I was first exposed to the proceedings of cases related to these riots a decade ago, as a young reporter covering the courts in Delhi. I have seen how Sikh activists and lawyers pleaded the cases — and how they were disappointed.
Justice has come three decades after lives were torn apart in the 1984 anti-Sikh violence. (Photo: India Today archives)
When Congress governments were in power at the Centre, justice for these victims seemed impossible. But finally, though delayed, justice has seen the light of day. One of the accused in the riots — Congress leader Sajjan Kumar — has been found guilty by the Delhi High Court.
It should never have taken three decades for Kumar to pay for his crimes.
All the guilty should have been brought to book long back.
But that is the problem with our country.
Politicians use hatred to get to their goals. Rioting has been used as a political tool many times, and all efforts made to save leaders’ henchmen.
The conviction rate in communal rioting cases is so abysmal that often, victims lose all hope.
Take some recent cases. The horrible Gujarat riots in 2002. Who doesn’t know the pain the sufferers have been undergoing for the past 16 years? Imagine the plight of these victims when they see some of the accused caught on TV sting operations, boasting about their acts. Women like Zakia Jafri, whose husband died trying to save innocent people in the Gulbarg Society of Ahmedabad, are still knocking on the doors of the higher courts.
The victims of the Gujarat riots of 2002 still wait for any kind of closure. (Photo: PTI)
Another recent example of rioting is the Muzaffarnagar case of 2013. The riots caused the death of 62 people, out of which 42 were Muslims and 20 Hindus. Scores of families were displaced, and continue to live in fear. Apart from other triggers, local politicians were alleged to have fanned the hate here. This case, too, is pending. Victims continue to wait.
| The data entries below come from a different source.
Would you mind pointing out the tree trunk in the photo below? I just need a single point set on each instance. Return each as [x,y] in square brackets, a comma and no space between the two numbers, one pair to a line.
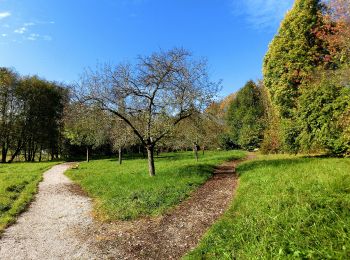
[40,153]
[87,154]
[151,168]
[120,154]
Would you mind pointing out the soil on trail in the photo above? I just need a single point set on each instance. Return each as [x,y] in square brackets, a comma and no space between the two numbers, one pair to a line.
[58,224]
[174,234]
[49,228]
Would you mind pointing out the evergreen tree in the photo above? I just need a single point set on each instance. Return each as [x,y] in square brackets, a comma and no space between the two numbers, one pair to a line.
[245,117]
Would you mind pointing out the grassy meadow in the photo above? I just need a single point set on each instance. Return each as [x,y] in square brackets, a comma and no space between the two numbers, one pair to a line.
[285,207]
[18,184]
[127,192]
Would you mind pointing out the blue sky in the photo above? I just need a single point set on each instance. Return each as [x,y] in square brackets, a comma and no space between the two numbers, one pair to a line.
[57,39]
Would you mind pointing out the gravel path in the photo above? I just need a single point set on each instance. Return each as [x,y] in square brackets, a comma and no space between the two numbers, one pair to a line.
[58,224]
[174,234]
[49,228]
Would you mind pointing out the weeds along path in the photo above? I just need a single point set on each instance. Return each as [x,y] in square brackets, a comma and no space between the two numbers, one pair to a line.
[49,228]
[174,234]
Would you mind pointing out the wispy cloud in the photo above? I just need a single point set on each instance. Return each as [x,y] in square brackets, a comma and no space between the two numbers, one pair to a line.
[4,15]
[262,14]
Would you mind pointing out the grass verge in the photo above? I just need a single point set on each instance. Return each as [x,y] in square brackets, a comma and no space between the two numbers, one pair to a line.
[127,192]
[285,207]
[18,184]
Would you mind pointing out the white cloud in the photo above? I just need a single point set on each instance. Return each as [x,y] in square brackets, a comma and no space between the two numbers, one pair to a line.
[262,14]
[21,30]
[4,15]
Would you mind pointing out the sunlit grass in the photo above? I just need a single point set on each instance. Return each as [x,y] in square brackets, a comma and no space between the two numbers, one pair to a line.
[18,184]
[127,192]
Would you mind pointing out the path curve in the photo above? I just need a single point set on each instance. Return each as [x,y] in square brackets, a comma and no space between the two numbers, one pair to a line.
[174,234]
[58,224]
[47,230]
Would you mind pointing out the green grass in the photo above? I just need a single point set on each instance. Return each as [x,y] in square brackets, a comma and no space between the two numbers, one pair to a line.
[18,184]
[286,207]
[127,192]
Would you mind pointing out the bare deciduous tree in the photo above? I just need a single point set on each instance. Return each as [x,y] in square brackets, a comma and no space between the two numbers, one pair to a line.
[153,96]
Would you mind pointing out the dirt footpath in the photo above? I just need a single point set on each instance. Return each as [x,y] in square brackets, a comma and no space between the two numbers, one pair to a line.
[47,230]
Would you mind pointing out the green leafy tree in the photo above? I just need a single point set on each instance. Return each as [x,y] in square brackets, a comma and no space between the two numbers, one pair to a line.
[245,116]
[294,54]
[42,104]
[158,93]
[8,110]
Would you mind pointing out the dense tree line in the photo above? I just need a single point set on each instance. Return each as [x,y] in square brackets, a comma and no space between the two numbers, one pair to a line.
[30,117]
[305,102]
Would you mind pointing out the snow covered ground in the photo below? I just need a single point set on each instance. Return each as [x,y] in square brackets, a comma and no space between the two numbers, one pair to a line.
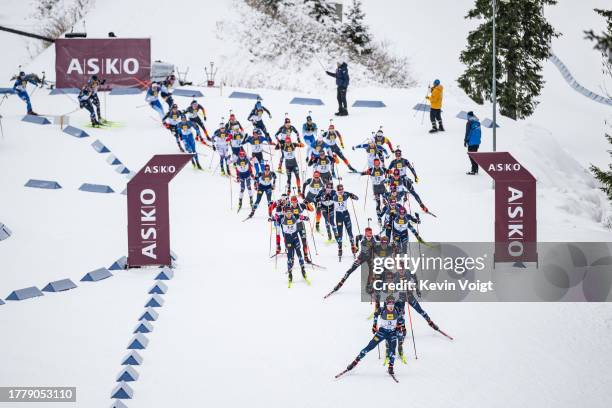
[230,332]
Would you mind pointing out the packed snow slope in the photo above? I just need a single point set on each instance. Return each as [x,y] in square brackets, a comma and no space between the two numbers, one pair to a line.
[230,332]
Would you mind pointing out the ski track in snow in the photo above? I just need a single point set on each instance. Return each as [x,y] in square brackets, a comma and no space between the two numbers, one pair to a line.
[230,332]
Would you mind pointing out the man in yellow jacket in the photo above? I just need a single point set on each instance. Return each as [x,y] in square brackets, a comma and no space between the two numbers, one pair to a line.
[435,112]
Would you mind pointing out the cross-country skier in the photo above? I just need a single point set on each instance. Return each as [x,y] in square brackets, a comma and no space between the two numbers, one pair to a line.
[152,99]
[309,130]
[20,88]
[377,175]
[264,184]
[298,209]
[94,84]
[388,324]
[236,139]
[220,145]
[373,150]
[367,242]
[343,217]
[275,210]
[323,164]
[192,113]
[401,222]
[435,112]
[186,132]
[380,139]
[288,222]
[85,102]
[244,175]
[170,120]
[325,209]
[257,140]
[256,117]
[166,90]
[402,165]
[332,137]
[233,124]
[288,148]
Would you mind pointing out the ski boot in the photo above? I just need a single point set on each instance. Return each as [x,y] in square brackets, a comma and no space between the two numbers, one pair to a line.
[432,324]
[353,364]
[304,275]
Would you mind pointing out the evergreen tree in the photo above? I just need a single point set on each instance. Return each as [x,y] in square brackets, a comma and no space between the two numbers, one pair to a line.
[321,10]
[354,31]
[603,43]
[523,38]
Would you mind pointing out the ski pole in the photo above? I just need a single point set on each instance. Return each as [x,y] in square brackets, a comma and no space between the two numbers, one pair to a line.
[312,236]
[412,331]
[366,194]
[229,177]
[355,215]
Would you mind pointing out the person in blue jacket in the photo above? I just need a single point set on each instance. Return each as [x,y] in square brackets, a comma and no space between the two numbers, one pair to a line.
[20,89]
[472,139]
[342,81]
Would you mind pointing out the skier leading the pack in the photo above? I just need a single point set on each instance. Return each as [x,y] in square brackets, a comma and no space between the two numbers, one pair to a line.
[20,88]
[388,325]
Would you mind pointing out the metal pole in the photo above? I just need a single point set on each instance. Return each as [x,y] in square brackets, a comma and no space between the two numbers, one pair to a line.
[494,83]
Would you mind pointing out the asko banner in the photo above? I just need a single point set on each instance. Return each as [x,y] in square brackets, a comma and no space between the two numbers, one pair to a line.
[515,207]
[123,62]
[148,210]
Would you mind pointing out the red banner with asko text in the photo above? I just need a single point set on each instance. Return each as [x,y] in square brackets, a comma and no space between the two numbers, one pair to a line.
[148,210]
[122,62]
[515,207]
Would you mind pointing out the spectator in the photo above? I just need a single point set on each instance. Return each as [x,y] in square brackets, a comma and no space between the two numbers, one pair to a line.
[435,112]
[472,139]
[342,81]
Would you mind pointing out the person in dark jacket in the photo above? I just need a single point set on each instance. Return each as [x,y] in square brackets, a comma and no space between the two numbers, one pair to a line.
[472,139]
[342,81]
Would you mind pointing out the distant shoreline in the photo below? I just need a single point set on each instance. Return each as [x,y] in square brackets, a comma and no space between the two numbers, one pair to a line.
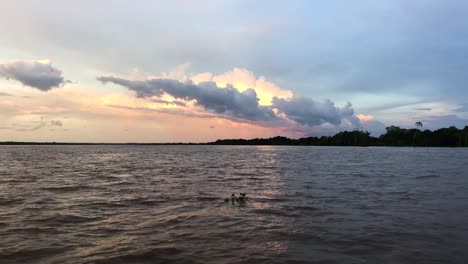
[395,137]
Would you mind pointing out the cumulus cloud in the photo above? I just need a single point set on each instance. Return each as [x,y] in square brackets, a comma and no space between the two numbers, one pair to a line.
[37,74]
[56,123]
[228,100]
[308,112]
[174,102]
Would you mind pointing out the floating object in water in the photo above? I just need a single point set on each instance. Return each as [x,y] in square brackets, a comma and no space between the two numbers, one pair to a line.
[241,199]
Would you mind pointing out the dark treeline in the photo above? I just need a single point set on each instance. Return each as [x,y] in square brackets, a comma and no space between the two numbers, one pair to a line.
[395,136]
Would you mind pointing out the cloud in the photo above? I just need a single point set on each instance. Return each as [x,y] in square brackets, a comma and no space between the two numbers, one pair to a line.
[462,109]
[37,74]
[56,123]
[308,112]
[174,102]
[365,118]
[228,101]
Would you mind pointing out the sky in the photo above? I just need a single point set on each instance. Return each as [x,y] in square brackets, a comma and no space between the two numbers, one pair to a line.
[197,71]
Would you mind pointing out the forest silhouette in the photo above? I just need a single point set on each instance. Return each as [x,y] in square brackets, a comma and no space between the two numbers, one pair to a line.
[395,136]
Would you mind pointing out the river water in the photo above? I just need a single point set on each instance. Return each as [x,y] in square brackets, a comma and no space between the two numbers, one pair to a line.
[165,204]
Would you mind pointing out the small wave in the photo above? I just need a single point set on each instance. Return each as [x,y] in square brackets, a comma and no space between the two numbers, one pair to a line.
[64,188]
[67,219]
[158,255]
[423,177]
[275,212]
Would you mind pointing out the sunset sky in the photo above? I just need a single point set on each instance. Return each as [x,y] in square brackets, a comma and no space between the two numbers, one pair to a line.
[180,71]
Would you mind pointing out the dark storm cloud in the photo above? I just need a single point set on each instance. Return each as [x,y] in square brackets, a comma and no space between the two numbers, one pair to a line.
[462,109]
[308,112]
[34,74]
[228,101]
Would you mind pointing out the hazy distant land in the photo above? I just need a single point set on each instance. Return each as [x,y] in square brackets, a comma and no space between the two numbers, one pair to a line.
[395,136]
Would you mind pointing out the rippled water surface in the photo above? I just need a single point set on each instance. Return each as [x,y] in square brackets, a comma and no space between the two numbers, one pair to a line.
[165,204]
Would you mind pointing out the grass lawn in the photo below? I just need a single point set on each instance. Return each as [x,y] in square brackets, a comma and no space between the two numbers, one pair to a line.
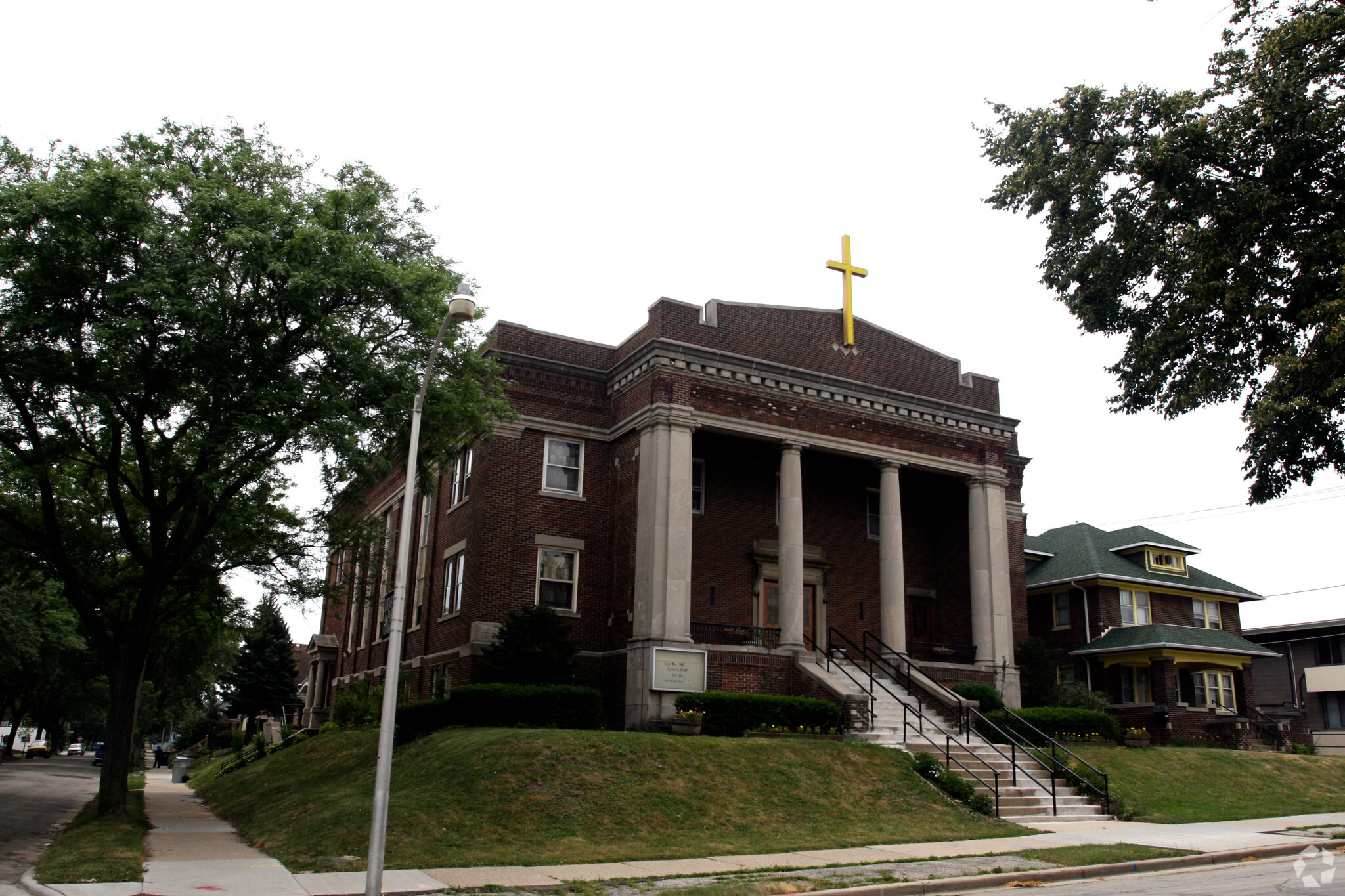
[1174,785]
[92,849]
[539,797]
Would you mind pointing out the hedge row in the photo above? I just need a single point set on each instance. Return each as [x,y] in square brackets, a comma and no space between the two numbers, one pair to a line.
[499,706]
[728,715]
[1063,723]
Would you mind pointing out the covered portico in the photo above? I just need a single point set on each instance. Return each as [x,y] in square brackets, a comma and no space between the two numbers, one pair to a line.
[798,572]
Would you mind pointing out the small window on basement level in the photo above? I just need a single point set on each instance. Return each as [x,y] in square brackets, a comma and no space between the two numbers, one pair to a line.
[564,467]
[697,486]
[556,578]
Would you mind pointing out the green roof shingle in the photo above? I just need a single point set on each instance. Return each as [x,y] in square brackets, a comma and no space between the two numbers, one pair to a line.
[1084,551]
[1162,634]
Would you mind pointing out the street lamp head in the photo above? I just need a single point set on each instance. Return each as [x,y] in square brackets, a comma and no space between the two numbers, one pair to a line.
[462,308]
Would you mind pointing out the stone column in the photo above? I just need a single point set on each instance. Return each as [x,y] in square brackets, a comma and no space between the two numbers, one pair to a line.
[992,601]
[791,547]
[892,574]
[662,593]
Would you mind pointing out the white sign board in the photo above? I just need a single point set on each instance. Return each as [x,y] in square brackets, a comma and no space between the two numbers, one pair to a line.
[677,670]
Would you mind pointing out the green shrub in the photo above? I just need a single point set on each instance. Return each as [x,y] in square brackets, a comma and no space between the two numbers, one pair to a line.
[1061,723]
[728,715]
[502,706]
[981,691]
[358,706]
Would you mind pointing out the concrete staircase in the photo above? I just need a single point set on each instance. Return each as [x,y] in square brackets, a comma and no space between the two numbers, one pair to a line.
[1026,800]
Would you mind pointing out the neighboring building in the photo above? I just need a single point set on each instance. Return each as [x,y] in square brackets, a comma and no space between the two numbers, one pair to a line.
[1306,684]
[730,482]
[1158,636]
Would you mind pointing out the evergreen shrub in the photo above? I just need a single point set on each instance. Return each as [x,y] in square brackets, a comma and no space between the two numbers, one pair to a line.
[502,706]
[982,692]
[1061,723]
[730,715]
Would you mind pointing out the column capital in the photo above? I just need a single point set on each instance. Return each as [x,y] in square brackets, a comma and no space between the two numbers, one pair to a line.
[674,416]
[990,476]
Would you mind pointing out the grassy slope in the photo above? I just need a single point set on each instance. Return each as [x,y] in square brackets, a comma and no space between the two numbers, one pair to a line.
[99,849]
[1174,785]
[519,797]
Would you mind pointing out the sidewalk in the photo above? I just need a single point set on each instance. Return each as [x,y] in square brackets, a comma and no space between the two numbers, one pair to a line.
[190,852]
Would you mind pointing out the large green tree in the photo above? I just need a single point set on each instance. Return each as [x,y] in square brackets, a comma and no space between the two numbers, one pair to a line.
[183,314]
[1206,226]
[263,679]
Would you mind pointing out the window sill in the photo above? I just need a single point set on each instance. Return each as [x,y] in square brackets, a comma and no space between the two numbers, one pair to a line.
[567,496]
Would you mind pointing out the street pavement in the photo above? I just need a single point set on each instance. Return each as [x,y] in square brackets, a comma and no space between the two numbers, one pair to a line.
[1261,878]
[35,796]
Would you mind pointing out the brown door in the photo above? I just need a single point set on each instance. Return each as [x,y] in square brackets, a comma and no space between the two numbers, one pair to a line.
[771,608]
[919,618]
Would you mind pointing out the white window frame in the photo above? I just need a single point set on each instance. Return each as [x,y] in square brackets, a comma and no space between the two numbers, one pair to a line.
[546,465]
[573,582]
[1134,606]
[462,488]
[454,566]
[1200,609]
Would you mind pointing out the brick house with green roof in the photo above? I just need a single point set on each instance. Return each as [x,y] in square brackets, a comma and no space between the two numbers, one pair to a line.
[1161,639]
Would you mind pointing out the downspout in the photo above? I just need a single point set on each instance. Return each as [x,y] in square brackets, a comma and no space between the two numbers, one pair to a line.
[1087,633]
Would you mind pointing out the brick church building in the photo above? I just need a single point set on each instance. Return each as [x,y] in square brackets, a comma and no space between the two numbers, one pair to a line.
[708,501]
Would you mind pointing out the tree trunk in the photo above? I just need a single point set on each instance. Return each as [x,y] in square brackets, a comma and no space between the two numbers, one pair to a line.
[118,747]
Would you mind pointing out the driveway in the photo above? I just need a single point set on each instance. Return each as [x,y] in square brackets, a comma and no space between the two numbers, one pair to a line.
[37,794]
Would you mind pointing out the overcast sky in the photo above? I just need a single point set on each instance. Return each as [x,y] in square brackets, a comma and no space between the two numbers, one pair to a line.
[585,159]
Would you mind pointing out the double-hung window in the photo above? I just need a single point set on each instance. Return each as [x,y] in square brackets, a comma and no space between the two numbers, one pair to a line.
[1134,609]
[455,568]
[462,477]
[1207,614]
[1215,689]
[1060,609]
[557,574]
[564,467]
[1134,684]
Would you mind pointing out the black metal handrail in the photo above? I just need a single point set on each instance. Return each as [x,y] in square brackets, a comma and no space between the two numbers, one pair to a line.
[896,662]
[764,636]
[948,759]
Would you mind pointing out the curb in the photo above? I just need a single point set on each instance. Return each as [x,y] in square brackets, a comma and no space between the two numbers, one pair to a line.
[1083,872]
[32,884]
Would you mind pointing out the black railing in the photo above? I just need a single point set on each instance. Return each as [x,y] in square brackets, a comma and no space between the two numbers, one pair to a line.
[725,633]
[837,654]
[935,652]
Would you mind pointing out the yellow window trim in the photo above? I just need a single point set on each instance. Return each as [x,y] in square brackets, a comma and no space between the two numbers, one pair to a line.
[1179,657]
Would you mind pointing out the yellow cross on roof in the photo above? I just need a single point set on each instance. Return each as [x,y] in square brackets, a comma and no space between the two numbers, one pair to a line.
[848,270]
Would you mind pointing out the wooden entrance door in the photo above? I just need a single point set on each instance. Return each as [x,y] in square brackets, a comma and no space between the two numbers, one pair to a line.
[771,608]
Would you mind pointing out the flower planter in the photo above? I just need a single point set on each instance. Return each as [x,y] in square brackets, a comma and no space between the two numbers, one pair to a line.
[790,734]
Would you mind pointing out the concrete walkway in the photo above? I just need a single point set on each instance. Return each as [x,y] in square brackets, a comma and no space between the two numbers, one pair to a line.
[190,852]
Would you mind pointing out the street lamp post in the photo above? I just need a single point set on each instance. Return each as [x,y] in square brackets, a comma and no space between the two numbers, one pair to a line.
[460,308]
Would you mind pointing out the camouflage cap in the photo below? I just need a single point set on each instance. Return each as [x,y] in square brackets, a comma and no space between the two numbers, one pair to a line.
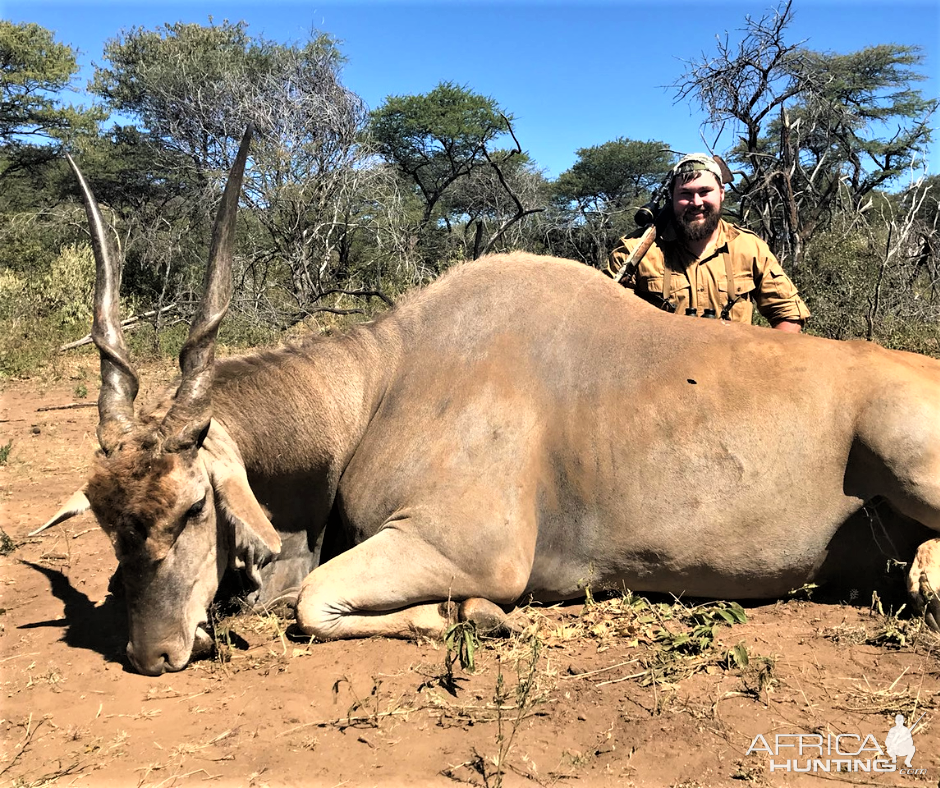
[696,162]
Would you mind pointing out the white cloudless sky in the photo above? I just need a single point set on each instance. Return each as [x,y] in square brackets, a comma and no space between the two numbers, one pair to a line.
[573,74]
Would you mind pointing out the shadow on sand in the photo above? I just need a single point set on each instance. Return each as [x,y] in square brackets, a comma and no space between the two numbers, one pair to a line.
[99,628]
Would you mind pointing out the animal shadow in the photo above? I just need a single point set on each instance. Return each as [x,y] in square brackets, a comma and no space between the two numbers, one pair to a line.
[99,628]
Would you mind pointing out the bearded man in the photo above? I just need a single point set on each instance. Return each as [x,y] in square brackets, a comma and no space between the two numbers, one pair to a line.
[702,265]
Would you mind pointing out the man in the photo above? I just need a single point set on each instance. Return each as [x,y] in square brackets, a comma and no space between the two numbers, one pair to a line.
[701,262]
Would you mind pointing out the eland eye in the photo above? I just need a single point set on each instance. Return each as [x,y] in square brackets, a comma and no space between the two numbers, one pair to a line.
[196,509]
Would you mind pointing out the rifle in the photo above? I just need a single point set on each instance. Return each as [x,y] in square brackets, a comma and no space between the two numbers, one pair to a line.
[649,216]
[652,216]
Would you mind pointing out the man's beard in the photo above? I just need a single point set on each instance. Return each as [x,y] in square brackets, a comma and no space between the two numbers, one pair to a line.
[699,230]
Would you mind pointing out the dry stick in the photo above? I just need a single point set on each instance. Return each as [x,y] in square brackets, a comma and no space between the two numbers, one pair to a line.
[622,678]
[128,325]
[600,670]
[72,406]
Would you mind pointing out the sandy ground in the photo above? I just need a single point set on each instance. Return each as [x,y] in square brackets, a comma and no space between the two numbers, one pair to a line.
[609,694]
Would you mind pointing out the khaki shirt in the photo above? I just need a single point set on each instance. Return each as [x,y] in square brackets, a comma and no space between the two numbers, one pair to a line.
[670,271]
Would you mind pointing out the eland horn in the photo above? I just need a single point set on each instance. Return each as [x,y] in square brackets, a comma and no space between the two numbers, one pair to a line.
[191,412]
[119,381]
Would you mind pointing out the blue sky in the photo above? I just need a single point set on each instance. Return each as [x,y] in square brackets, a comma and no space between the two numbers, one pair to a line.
[574,74]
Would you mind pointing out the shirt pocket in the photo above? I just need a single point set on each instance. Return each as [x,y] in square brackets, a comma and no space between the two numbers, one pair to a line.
[742,287]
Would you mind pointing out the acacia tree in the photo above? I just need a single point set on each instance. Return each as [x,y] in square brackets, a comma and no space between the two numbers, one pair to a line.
[193,89]
[35,71]
[444,144]
[597,194]
[818,132]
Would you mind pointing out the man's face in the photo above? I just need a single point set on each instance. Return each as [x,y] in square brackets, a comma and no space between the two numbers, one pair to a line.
[697,206]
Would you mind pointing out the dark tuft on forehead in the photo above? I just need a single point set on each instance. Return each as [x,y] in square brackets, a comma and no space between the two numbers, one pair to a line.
[129,490]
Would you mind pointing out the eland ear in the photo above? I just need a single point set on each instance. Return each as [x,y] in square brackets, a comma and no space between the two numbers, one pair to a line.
[254,540]
[75,505]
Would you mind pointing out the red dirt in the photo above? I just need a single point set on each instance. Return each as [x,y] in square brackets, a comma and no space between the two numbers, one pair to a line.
[379,712]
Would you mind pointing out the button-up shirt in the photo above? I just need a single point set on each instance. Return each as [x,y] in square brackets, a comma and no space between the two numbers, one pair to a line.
[670,271]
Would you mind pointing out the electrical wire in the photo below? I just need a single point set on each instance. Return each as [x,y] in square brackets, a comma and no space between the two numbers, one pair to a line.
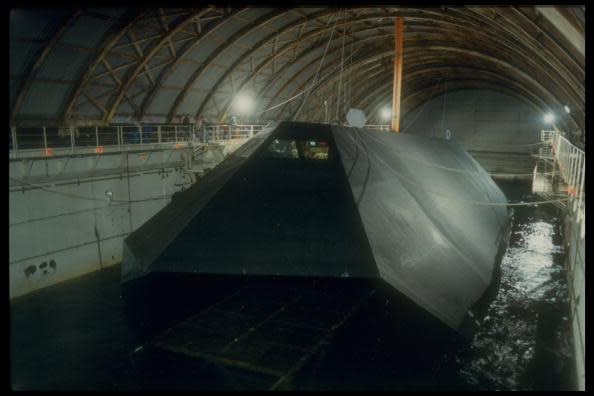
[341,64]
[424,105]
[88,198]
[317,71]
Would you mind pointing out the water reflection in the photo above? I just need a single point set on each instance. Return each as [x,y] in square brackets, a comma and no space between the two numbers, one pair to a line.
[523,341]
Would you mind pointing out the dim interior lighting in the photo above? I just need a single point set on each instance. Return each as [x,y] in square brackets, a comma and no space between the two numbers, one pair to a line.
[549,118]
[386,113]
[244,103]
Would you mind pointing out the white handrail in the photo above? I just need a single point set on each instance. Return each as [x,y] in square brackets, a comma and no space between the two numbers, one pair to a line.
[572,164]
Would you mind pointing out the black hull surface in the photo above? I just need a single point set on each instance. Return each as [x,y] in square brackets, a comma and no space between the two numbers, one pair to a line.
[307,201]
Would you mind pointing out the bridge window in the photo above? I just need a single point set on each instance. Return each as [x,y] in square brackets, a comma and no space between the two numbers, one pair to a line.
[292,148]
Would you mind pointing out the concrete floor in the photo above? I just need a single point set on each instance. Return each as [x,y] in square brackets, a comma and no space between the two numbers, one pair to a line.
[70,336]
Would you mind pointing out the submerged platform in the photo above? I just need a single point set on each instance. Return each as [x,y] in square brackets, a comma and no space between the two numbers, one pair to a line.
[321,201]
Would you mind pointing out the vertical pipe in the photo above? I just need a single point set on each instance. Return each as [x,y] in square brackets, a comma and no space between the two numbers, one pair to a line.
[397,87]
[578,179]
[14,141]
[72,142]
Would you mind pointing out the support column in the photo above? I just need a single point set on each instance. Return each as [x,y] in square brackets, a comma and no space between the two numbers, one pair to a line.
[397,88]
India has seen several riots post-Independence, and politicians were implicated in many. Rather than being punished, many such ‘leaders’ were rewarded, sending out the signal that hate could be used for political gains.
The system, which should have been swift in delivering justice, often responded in a frustratingly slow manner — thus, the low conviction rates.
Most people who get caught in such terrible acts of violence hardly ever get closure. The reason is the prolonged and tiring legal processes. NCRB data shows the conviction rate of riots has gone down over time — and the year 2016 saw the least number of such convictions.
In Muzaffarnagar, local politicians were alleged to have been involved in stoking the violence. (Photo: PTI)
A careful analysis of the data suggests that there are flaws in the legal system. Other than the lumbering judicial process, there is negligence on behalf of the police too.
It is the duty of the state to ensure that justice is delivered to the victims. The system should be helping those who have been wronged — not the other way around.
Sajjan Kumar’s conviction is a welcome development — but matters shouldn’t just stop here.
All those who have perpetrated gruesome violence against helpless people should be brought to book, irrespective of their political affiliations. And this should happen irrespective of the party in power. Why should Sajjan Kumar only get convicted when the BJP is in power, and not when the Congress is governing the country?
Also, if politicians or people in power are found guilty of such crimes, they should be shamed, punished and isolated, without anyone trying to come to their support or rewarding them. A conscious stop to the incentivisation of hate is the only way this country can actually be secular in nature.
The day that happens, this country will become truly inclusive, where members of every community can live without fear of being persecuted.